By Rabbi Rachel Esserman
Can we truly understand the past – not only the stories of our relatives, but our own actions – if we don’t know everything that occurred? Can learning a different side to events from years before change the way we view the world? These ideas are explored in two recent novels: “One Italian Summer” by Rebecca Serle (Atria Books) and “Cult Classics” by Sloane Crosley (Farrar, Straus and Giroux). Each offers a different way for their main character to contemplate their lives based on what they learn.
Serle’s work has a dramatic opening: the novel begins with its narrator, 30-year-old Katy Silver, sitting shiva for her mother, Carol. Katy’s grief is palpable: she notes her mother was her best friend, the one without whom she rarely made a decision. Katy cannot conceive of a world without Carol, because, as she notes, “My mother, you see, is the great love of my life. She is the great love of my life and I lost her.” This does not bode well for her relationship with her husband, Eric, since Katy is now unsure she wants to remain married: “My decision to leave Eric had less to do with my mother’s death and more to do with the remembrance of death itself. Which is to say I began to ask myself if this was the marriage I wanted to die in, if this was the marriage I wanted to see me through this, my mother’s illness, and what would, impossibly, remain after.”

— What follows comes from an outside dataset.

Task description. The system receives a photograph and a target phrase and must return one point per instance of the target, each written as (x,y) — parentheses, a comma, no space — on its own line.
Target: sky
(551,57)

Katy and Carol were scheduled to take a long discussed trip to Italy so Carol could show her daughter the city of Positano and the joys she discovered there when she was Katy’s age. Katy decides to travel to Italy on her own to think about her life and to experience the place her mother spoke about so lovingly. What happens once Katy arrives is unexpected: Katy meets her mother, at least a 30-year-old version of Carol. Even though Katy knows this is impossible, she embraces the unimaginable because seeing her mother fills her with joy. Except, of course, there is much Katy doesn’t know, things that make her re-evaluate how she understands the past.
The extremely close relationship between Katy and Carol may disturb some readers. It certainly does Eric: He notes that Katy always consults her mother before making a decision, rather than contemplating what she herself really wants. In fact, Katy mentions that “Eric would sometimes accuse me of heeding [Carol’s] advice to our own – Eric’s and mine – detriment.” In fact, part of Katy’s panic at losing her mother is that she lacks many of the skills her mother had and now feels lost. She finally admits that her mother never taught her how to manage on her own: “I don’t know how to cook; I don’t decorate. I don’t know the right place to order flowers from in the Valley, because I just called her. And now she is gone and I can’t help but think, in this moment, she left me unprepared.”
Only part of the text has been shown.